Even at Jesus’s side, it will take the disciples a long time to learn that God’s glory is made perfect in humility and sacrifice — in what the world regards as weakness (cf. 1 Corinthians 1.20f). Indeed, on the eve of his Passion, they are still arguing about which of them is the greatest (Luke 22.24).
In contrast, the humility of John the Baptist enables him to discern the true glory of his Lord. “After me”, he tells his followers, “comes a man who ranks ahead of me because he was before me.” As he watches Jesus walk by, on the day after he has baptised him, John declares, “Look, here is the Lamb of God.”

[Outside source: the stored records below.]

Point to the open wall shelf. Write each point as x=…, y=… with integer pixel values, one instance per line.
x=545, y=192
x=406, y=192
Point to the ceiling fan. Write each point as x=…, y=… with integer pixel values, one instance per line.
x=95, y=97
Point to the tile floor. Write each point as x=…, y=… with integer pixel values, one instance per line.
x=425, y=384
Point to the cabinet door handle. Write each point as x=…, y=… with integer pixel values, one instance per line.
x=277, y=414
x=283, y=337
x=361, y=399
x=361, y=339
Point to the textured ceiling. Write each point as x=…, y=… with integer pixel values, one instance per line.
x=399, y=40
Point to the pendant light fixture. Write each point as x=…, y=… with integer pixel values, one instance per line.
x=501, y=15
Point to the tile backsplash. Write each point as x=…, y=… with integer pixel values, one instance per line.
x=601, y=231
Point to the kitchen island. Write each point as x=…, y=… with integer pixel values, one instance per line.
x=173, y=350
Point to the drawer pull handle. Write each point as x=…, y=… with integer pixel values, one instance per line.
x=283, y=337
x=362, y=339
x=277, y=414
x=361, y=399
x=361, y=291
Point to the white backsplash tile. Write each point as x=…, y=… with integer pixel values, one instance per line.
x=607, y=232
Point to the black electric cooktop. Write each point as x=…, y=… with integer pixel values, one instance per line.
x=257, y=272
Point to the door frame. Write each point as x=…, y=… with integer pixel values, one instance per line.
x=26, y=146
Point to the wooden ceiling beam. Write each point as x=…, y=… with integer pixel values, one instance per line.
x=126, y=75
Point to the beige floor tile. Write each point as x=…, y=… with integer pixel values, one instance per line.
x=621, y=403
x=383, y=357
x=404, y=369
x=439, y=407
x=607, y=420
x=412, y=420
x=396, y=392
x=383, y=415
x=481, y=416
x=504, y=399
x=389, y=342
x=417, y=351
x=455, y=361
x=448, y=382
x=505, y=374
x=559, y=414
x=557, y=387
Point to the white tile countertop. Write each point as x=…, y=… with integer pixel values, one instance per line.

As Jean Vanier observes, the image of the lamb pervades the Hebrew Scriptures. Isaiah’s Servant Songs provide the backdrop against which we are to understand the Baptist’s words. Vanier writes: “In front of the power and armies of Caesar, in front of their weapons, stands a lamb, the lamb of God. . . The lamb will break down the walls of fear, of aggression, of violence, of sin, which imprison people in themselves and incite them to seek their own glory” (Drawn into the Mystery of Jesus through the Gospel of John).
Jesus and his disciples can say “Come and see” because his life embodies what he proclaims. We see the same integrity in our psalm, in which the writer’s praise of God is embodied in a life of prayerful obedience. (As the final verses of Psalm 40 indicate, it is a trust that is maintained in a time of desolation as well as in times of blessing.) Commenting on Psalm 40, St Augustine declares: “The lips must proclaim what is in the heart: this is an injunction against fear. But the heart must have in it what the lips say: this is an injunction against insincerity.”
Integrity and humility are also central themes of our epistle. As Maria Pascuzzi explains, Paul’s posture of thanksgiving to God offers a deliberate contrast to the boastful attitude that he will later correct in the Corinthians. His message is that salvation comes to them as gift, not achievement (New Collegeville Bible Commentary: 1 and 2 Corinthians).
In verse 8, Paul promises that God will “strengthen you to the end, so that you may be blameless on the day of our Lord Jesus Christ”. Pascuzzi observes that this is a challenge as well as a promise. In our own day — as in first-century Corinth — the Church must live out what it preaches, so that those who “come and see” may behold the Lamb of God alive in our midst.